What are the appropriate characteristics of the assets to be used inside your portfolio’s margin of safety? First, they 1) they should not lose market value, 2) next, they should not have any market volatility, and 3) finally, the principal and income should be guaranteed. These prerequisites automatically rule out assets like gold (NYSEARCA:GLD) and bonds (NYSEARCA:BND), which are often incorrectly used as margin of safety assets. Because bonds and gold are both susceptible to market losses, they are unsatisfactory components for a person’s margin of safety.

The exact percentage of your portfolio earmarked for margin of safety is not guided or decided by present or future market conditions, but rather by your age, financial circumstances, and your level of risk tolerance.  To help you calculate the correct amount of your total portfolio that should be designated for margin of safety, text 33444 and type “4Safety” to receive your complimentary margin of safety worksheet from ETFguide.

Finally, employing asset allocation and diversification are not satisfactory substitutions for investing without a margin of safety. Likewise, being a long-term investor does not make you prudent if you’re investing without an adequate margin of safety

Higher Taxes in the Future
If you took an informal survey, most Americans would probably agree that tax rates are really high and can’t go much higher than they already are. Yet, if we study U.S. tax rates, we get a better of picture of the truth about income taxes.

Back in 1913 when the U.S. government first began taxing people’s earnings, the federal tax rate on income was just 1%. By 1943, the highest marginal tax rate in the nation had skyrocketed to 94% and any portion of income that exceeded $200,000 was taxed at those ungodly rates. By the 1970s, U.S. citizens earning more than $200,000 were in slightly better shape, being taxed just 70% on anything earned above that $200,000 threshold. Today, the marginal rate at which top earning Americans are taxed at is 39.6%, which seems like a bargain compared to tax rates in previous decades.

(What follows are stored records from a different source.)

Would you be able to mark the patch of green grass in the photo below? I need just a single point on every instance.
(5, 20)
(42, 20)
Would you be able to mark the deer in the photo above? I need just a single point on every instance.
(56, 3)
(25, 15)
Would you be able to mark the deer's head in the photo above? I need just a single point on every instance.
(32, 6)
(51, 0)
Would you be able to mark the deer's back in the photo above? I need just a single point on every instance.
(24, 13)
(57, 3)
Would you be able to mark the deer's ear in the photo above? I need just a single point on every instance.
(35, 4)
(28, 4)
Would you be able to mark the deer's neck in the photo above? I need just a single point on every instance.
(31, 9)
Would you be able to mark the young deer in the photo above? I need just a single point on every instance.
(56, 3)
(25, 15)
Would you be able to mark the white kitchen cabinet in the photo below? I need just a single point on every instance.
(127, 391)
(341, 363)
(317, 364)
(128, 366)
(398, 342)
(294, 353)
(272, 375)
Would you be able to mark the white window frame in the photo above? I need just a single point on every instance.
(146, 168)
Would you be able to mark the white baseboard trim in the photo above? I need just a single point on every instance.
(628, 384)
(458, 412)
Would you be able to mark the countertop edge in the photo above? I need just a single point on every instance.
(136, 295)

Sadly, many Americans (and financial advisors) make the false assumption that people will be in a lower tax bracket after they retire in the future. It’s simply not true given the $20 trillion in national debt along with other unfunded financial obligations the U.S. government, on behalf of its people, has so generously assumed.

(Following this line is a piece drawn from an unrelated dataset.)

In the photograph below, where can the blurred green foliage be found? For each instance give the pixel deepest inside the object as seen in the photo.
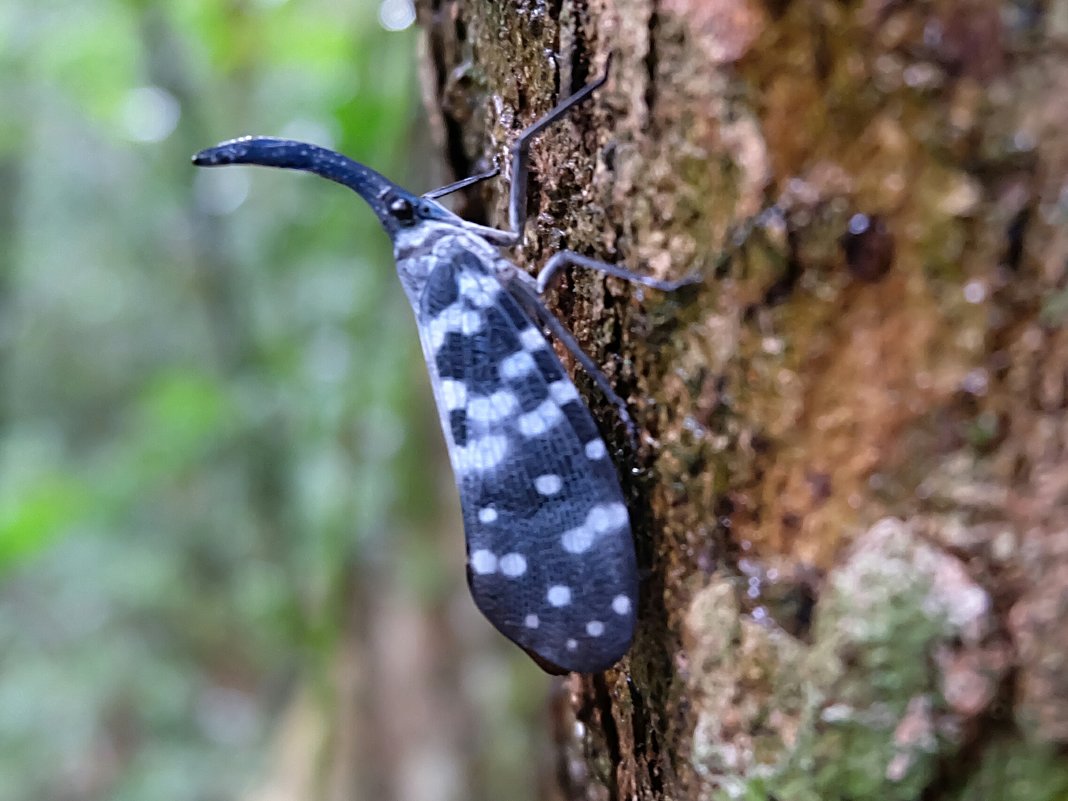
(213, 409)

Back in 2008, the Congressional Budget Office estimated that lowest tax bracket would jump from 10% to 25% and the current 25% bracket would soar to 63%, while the very highest federal tax bracket would go from 35% to 88%. How did they come up with these frightening numbers? They did this based upon the assumption that no changes in Social Security, Medicare, or Medicaid benefits would be made.

Tax hikes of double or more are not unprecedented, especially with the fiscal reality (and crisis) facing America’s bankrupt entitlement programs. And the reality of higher future taxes will catch a lot of retirees and their financial advisors by nasty surprise. The only solution is to aggressively attack the problem by identifying the right balance of money kept inside your taxable, tax-deferred, and tax-free buckets. Simply stashing away as much money as possible inside your IRA, 401(k), or other tax-deferred retirement plans will not solve the problem.

Even the best designed retirement plans face many perilous risks. And while having the wrong asset mix, investing without an adequate margin of safety, and failure to address the threat of higher future taxes are big league problems, they are just three among the many hazards that threaten your retirement security.